The term “unpredictability” doesn’t even approach how this series has gone through three-rounds and round-four has pushed that needle even further out of the gauge window.
A treacherous Dallas whoop section in 2011 stoked the rivalry again. Photo: Cox Photo
Not even 1/10th of a lap into the main event in Oakland, the hibernation of the Reed/Stew rivalry awoke ferociously. Upon initial review of the incident it appeared that Reed’s rear wheel came into contact with James’ front tire in the whoops and while that indeed did happen, as often is the case, it’s much more complicated than that; especially when the 22 and the 7 are at the center of debate.
I pulled the footage into my Mac and analyzed it from every available angle and the one that was most useful was the initial view only shown in real-time during the broadcast. I slowed it down and notated what I interpreted as the chain of events that lead to yet another mind-reeling round in 2013 Supercross. Click the photo at the end of Swizcorner to view the notated evidence.

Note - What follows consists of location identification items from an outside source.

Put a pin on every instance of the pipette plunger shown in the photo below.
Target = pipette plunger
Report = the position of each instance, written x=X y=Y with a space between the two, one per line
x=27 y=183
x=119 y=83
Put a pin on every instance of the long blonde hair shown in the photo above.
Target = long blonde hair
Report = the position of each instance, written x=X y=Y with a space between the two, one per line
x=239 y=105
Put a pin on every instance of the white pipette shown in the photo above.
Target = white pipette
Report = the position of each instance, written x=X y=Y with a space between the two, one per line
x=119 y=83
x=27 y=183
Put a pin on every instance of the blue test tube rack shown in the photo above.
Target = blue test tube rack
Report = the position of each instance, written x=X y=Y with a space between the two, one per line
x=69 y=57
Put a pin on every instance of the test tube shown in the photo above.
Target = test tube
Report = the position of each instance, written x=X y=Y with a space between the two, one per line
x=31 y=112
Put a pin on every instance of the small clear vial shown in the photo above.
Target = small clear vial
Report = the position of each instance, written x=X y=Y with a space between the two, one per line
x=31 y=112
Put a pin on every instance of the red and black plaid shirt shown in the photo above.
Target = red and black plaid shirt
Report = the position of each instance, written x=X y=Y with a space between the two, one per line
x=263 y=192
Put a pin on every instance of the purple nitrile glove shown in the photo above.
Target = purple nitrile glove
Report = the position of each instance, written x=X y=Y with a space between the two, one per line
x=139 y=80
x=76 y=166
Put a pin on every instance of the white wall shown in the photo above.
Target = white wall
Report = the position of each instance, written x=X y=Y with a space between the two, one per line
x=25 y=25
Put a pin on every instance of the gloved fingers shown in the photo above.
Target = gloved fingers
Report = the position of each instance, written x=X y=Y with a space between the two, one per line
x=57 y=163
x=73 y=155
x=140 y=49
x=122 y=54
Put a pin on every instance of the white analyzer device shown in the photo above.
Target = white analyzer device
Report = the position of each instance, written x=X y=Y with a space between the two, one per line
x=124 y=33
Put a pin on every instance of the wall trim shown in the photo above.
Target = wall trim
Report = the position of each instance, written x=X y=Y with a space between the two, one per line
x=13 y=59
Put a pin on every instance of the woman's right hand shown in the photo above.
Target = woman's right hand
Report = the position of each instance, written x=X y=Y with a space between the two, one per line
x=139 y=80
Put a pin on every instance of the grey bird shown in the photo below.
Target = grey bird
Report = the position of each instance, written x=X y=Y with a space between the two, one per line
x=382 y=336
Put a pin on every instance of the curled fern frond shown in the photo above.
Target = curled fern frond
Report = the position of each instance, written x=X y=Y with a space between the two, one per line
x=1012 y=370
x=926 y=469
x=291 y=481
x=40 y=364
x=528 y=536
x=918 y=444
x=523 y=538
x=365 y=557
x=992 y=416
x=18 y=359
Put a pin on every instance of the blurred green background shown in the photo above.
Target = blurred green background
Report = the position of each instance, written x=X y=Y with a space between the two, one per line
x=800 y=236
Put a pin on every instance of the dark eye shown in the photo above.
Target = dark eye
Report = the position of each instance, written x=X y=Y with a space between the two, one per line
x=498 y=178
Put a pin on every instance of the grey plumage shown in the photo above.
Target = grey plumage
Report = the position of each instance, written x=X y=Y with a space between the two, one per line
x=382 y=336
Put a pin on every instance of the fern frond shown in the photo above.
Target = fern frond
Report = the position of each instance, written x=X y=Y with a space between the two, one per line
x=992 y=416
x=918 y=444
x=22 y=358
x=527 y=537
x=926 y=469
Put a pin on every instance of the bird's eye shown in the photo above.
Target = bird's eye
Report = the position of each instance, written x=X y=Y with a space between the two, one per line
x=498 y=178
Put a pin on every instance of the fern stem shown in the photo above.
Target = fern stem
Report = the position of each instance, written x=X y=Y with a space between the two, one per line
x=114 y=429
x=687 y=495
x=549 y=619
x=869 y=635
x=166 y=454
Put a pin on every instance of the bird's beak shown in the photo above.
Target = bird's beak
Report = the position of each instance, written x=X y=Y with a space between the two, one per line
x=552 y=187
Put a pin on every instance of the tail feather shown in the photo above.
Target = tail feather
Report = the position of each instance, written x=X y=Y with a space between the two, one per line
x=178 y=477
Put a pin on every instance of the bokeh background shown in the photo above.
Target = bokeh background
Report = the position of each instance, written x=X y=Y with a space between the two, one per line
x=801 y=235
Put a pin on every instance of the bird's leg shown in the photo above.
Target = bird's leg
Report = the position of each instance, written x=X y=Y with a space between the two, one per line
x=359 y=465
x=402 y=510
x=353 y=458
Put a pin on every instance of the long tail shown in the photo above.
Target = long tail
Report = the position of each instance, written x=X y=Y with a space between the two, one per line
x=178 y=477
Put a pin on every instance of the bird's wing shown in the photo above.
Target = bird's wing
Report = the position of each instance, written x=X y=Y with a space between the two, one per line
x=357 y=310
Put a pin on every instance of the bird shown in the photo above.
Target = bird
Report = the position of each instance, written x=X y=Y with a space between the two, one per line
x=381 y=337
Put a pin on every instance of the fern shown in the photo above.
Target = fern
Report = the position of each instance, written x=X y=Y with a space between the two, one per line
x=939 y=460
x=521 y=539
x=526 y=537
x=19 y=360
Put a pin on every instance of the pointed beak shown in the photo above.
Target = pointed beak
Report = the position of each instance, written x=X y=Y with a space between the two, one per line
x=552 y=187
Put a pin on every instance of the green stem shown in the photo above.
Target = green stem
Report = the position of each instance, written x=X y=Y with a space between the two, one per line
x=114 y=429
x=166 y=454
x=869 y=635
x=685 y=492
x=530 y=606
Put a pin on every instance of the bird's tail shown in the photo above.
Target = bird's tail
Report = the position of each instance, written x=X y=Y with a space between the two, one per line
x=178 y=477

My moto-forensic analysis yielded the following conclusion. Halfway through the whoop-section, Chad changes his line in hopes to set himself up to go “outside-in” and square under Villopoto in the corner before they enter the second whoop-section. In doing so his balance becomes askew as his line simultaneously converges with Millsaps’ line into the wore-down line through the whoops. Chads loss of balance makes it impossible to commit into the line with Millsaps and essentially deflects him hard right, into the path of a charging Josh grant and chaos ensued.
A broken throttle cable cut short Stew's night. He looks to be back at A3.
It brings about a few questions. Who’s fault is it? What is “luck” in racing and how does it affect the reasoning of “that’s racing”? These questions are all related. First of all, “luck” in racing, unless it is a mechanical failing, can always be traced back to a thought-process and decision. And typically by multiple parties. For example in this particular incident, the fault lies with Chad due to his decision to switch lines before his bike is clear of James’ Suzuki. Could James have backed out of it? The middle of a whoop-section is no place a rider wants to be checking-up speed or veering off-course due to another rider’s decision. Ever. Anaheim 1 2009 anyone?
James can’t be faulted as his options were nil. Davi can’t be faulted because although Chad bounced off of him, the damage was done before their lines came together. When executed successfully, it’s what “The Moment” is made of. When it fails, the message boards light up in an inferno of blame and supposition.
This brings us to the often cited claim of “that’s racing”. What happens on the track is a conglomeration of split-second decisions being made incessantly under an insane level of pressure, focus and danger. Sometimes these decisions win races, alter results, come up short with no affect, end in injury, end in tragedy and sometimes go down in infamy.
It is racing. There is no luck. One rider’s bad luck often comes down to another rider’s choice. Conversely, a riders good fortune also comes down to choices made by themselves, or another riders decision, that didn’t work out.
So what comes of this racing incident? An already hindered James Stewart has a side of “pissed-off” to go with his already troublesome start to the series. Chad has a deeper hole to dig himself out of after his worst finish in 4 rounds and the setup for the 5th round of this series is as “outer-limits unpredictable” as the first 4 have been.
For all the jokes made about the dangers of an Oakland California round of Supercross, shots were indeed fired but they were on the track. Not outside the stadium.